N.B. een eventueel bezwaarschrift tegen deze beschikking moet binnen de wettelijke termijn na dagtekening van deze beschikking ter post zijn bezorgd. U moet het bezwaarschrift indienen bij de op dit formulier genoemde inspecteur. Per saldo te betalen 185884"

3.2. Het Hof heeft geoordeeld dat bij de - hiervóór in 3.1.4 bedoelde - beschikking van 30 september 1992 is vastgesteld in hoeverre het verlies van het jaar 1990 met het jaar 1987 werd verrekend en dat belanghebbende na verrekening van de voorlopige teruggaaf over het jaar 1987 ƒ 185.884,-- verschuldigd was. Bij het geven van dit oordeel, dat als van feitelijke aard en niet onbegrijpelijk in cassatie niet met vrucht kan worden bestreden, is het Hof kennelijk - en terecht - ervan uitgegaan dat evenvermelde beschikking is aan te merken als een beschikking in de zin van artikel 21, lid 1, van de Wet op de vennootschapsbelasting 1969, zodat belanghebbende daartegen op de voet van lid 2 van dat artikel rechtsmiddelen had kunnen aanwenden. Mitsdien falen de middelen voor zover zij van een andere opvatting uitgaan.

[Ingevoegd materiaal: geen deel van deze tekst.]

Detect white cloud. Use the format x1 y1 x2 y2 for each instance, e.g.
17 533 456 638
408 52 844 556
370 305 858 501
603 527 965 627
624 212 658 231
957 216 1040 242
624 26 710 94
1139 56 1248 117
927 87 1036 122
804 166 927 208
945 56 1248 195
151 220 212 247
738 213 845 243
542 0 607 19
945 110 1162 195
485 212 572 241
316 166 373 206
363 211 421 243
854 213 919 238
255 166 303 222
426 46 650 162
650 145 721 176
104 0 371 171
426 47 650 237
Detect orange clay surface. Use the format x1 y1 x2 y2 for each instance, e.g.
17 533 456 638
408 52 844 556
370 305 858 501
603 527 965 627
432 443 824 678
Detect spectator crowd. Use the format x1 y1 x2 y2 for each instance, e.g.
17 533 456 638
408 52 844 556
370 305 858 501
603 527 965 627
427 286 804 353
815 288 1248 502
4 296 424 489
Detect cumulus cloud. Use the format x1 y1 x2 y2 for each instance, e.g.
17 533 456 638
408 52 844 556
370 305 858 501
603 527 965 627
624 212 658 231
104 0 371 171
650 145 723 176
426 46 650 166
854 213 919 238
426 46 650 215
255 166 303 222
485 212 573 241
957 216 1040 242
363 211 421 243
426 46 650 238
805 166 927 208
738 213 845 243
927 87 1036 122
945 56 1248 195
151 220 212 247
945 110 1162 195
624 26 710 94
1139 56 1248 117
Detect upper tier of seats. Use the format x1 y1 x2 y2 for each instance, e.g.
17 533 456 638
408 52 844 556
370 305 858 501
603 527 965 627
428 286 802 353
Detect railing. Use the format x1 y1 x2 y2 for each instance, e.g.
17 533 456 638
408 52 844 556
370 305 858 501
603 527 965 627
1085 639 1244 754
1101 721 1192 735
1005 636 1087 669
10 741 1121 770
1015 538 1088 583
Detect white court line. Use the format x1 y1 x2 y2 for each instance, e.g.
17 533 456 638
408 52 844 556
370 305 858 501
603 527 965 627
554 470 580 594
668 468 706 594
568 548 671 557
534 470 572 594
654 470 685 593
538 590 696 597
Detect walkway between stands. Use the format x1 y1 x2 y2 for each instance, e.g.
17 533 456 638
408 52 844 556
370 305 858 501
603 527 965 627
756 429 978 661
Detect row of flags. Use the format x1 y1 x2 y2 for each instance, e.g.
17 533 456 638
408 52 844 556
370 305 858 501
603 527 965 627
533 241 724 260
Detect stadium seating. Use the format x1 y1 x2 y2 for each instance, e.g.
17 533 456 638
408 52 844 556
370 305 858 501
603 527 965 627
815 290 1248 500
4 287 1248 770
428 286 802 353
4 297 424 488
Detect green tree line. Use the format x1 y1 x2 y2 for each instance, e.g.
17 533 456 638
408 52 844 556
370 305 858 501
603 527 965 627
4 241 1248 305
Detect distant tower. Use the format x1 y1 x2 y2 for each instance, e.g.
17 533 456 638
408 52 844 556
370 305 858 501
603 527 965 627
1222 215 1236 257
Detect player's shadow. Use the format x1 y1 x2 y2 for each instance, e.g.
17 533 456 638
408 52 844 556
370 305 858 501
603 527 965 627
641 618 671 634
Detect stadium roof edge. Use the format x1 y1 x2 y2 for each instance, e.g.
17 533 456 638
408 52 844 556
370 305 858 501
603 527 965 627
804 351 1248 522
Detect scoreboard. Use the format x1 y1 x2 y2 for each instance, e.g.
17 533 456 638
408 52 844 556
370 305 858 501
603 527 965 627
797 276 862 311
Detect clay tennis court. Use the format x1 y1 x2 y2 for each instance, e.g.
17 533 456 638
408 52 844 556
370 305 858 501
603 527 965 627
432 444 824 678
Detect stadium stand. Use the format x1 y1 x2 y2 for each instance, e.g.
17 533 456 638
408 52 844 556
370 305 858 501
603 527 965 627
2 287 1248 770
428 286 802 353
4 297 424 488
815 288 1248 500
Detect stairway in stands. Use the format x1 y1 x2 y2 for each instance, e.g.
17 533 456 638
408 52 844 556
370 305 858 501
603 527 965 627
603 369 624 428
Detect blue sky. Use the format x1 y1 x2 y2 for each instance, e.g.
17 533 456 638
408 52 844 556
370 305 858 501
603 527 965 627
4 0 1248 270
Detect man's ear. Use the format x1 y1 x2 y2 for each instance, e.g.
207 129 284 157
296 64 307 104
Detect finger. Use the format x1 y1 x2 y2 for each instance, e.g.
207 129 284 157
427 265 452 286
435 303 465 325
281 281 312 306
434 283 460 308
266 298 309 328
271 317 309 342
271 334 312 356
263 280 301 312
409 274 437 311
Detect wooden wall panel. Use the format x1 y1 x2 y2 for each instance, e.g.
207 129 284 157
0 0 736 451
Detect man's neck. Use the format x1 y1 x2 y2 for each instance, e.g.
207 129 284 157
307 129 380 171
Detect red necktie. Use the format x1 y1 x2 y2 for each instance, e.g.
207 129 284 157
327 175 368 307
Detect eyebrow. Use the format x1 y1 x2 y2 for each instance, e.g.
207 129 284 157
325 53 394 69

3.3. Voor zover de middelen ten betoge strekken dat het Hof ten onrechte de onderhavige beschikking niet heeft vernietigd, treffen zij evenwel doel. Gelijk in de hiervóór in 3.2 genoemde beschikking van 30 september 1992 is vastgesteld, is immers ook in de onderhavige beschikking vastgesteld dat belanghebbende - in het kader van de terugwenteling van het verlies over het jaar 1990 naar het jaar 1987 - na verrekening van de voorlopige teruggaaf over het jaar 1987 een bedrag van ƒ 185.884,-- is verschuldigd. Belanghebbende is echter niet ten tweede male dit zelfde bedrag, op dezelfde grond, verschuldigd geworden, zodat de litigieuze beschikking niet in stand kan blijven. 3.4. Uit het vorenoverwogene volgt dat het Hof ten onrechte in plaats van de onderhavige beschikking te vernietigen belanghebbende niet-ontvankelijk heeft verklaard in haar bezwaar. 's Hofs uitspraak kan mitsdien niet in stand blijven. De Hoge Raad kan zelf de zaak afdoen.

4. Proceskosten De Hoge Raad acht termen aanwezig om ten aanzien van de proceskosten die belanghebbende in verband met de behandeling van het geding in cassatie redelijkerwijs heeft moeten maken, te beslissen als hierna zal worden vermeld.

5. Beslissing De Hoge Raad vernietigt de uitspraak van het Hof, behoudens de beslissingen omtrent het griffierecht en omtrent de proceskosten, vernietigt de uitspraak van de Inspecteur alsmede de beschikking, gelast dat door de Staatssecretaris van Financiën aan belanghebbende wordt vergoed het door deze ter zake van de behandeling van het beroep in cassatie verschuldigd geworden griffierecht van ƒ 300,--, en veroordeelt de Staatssecretaris van Financiën in de kosten van het geding in cassatie aan de zijde van belanghebbende, vastgesteld op ƒ 2.840,-- voor beroepsmatig verleende rechtsbijstand.

Dit arrest is op 5 februari 1997 vastgesteld door de raadsheer Van der Linde als voorzitter, en de raadsheren Bellaart, Van der Putt-Lauwers, Van Brun- schot en Meij, in tegenwoordigheid van de waarnemend griffier Van Hooff, en op die datum in het openbaar uitgesproken.